The Gandalf of this fine fellowship is Dr. Corey Olsen, an engaging academic from Washington College who has been podcasting his Tolkien and Middle English classes for a few years now, along with more in-depth conversations, lectures and Q&A sessions on related topics. Olsen announced the institute as part of a live broadcast on the Middle Earth Radio Network and posted a recording of the announcement in a two–part podcast on his Tolkien Professor site.
Beyond the prime directive of promoting Tolkien studies, the institute will offer masters-level courses that eventually will be applied toward a degree at the soon-to-exist (and be accredited) Signum University. They are targeting 2014 for the first graduating class — and I intend to be part of that.
I’ve been searching for several years now for a master’s program that suits my interests. I’ve contemplated programs both at traditional institutions and online studies, but until now, I haven’t found anything that excites me as much as the program the Mythgard Institute is developing. If niches are meant to be filled, then Mythgard Institute appears to fit nicely inside mine.
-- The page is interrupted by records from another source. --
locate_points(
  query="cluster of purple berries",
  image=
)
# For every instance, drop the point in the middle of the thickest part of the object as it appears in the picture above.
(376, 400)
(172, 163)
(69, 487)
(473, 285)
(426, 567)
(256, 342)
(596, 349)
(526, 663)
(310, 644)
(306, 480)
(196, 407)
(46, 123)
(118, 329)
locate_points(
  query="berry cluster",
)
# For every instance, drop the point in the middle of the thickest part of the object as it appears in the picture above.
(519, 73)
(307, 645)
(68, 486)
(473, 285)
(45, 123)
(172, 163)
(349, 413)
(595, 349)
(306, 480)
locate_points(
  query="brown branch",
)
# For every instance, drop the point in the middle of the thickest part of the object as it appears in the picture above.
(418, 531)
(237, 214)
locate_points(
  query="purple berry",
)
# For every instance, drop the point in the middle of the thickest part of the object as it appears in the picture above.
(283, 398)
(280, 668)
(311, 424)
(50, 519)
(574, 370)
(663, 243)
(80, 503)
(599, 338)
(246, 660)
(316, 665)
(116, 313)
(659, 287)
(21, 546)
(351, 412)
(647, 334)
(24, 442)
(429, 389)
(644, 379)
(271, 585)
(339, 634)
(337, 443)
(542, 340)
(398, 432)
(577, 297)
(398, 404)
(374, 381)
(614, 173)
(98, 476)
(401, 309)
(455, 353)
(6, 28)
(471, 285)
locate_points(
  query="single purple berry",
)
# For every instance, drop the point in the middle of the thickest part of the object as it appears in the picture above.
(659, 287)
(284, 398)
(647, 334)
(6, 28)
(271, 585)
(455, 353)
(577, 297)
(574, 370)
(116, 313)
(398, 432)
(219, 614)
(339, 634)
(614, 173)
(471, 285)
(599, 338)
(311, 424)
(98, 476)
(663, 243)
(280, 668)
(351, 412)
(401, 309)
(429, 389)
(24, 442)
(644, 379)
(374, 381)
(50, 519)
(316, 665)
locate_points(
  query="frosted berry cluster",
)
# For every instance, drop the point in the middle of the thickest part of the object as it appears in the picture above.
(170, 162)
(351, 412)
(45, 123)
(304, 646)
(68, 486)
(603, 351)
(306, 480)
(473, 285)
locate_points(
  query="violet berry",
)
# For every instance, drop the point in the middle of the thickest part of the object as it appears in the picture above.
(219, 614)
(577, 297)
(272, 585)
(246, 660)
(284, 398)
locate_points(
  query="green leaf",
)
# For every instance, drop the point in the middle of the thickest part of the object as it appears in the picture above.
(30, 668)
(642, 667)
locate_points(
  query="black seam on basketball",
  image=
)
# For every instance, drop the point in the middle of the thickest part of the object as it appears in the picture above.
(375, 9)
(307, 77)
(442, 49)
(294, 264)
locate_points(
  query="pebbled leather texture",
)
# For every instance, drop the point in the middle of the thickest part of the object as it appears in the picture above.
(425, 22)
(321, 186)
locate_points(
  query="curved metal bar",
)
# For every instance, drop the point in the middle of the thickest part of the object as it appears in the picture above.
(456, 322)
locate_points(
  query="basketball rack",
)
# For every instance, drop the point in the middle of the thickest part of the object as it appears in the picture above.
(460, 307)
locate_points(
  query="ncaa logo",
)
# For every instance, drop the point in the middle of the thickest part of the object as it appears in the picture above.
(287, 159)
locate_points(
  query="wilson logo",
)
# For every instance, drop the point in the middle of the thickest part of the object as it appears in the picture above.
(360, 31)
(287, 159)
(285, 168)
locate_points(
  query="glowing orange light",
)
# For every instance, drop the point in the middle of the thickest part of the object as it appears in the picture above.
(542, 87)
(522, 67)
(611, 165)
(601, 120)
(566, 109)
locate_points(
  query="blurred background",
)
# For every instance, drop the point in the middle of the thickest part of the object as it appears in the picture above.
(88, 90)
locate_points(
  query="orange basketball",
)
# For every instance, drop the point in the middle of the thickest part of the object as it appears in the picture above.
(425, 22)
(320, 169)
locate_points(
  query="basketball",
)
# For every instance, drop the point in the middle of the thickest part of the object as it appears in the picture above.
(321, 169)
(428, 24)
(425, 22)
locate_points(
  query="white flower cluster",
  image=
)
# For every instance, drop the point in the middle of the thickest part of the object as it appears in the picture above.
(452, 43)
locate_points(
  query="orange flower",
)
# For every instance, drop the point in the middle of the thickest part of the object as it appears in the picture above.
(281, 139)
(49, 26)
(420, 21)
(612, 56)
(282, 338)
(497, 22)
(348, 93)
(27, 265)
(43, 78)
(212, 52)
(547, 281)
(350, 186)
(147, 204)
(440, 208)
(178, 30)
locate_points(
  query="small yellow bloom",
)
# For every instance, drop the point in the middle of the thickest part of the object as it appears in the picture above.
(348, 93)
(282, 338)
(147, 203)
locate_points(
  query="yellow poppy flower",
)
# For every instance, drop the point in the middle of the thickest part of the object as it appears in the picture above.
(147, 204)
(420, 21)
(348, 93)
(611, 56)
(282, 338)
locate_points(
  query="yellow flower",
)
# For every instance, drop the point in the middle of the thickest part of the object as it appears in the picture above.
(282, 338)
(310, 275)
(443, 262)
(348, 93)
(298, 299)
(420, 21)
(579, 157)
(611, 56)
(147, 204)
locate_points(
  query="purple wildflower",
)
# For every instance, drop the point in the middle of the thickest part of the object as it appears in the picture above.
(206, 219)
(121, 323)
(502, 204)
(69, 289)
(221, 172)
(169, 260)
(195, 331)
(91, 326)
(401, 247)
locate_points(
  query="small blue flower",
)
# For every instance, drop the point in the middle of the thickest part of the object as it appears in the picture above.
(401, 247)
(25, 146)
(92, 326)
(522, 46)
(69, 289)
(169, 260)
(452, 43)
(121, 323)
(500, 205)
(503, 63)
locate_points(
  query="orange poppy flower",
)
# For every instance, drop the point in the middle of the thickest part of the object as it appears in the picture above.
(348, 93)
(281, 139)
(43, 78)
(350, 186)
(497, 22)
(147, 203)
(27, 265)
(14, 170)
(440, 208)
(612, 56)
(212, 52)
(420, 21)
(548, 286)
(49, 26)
Um, or something like that….
I’ve committing already enrolled in the inaugural course — The Great Tales: Tolkien and the Epic — for master’s credit. I just ordered all the required reading from Amazon, and everything should arrive by the time the class starts the week of Aug. 29.
I’m really excited. Even if I decide not to go beyond one course, I think this type of special interest opportunity is exactly the type of thing that has been missing from the internet. I won’t say that traditional brick and mortar (or brick and Mordor…?) institutions are going the way of the dodo, but the Internet has long provided great opportunities for self-education that greatly lessen the value large universities provide. Developing a rigorous way to study special interest topics such as Tolkien’s works and related topics is the next obvious evolutionary step.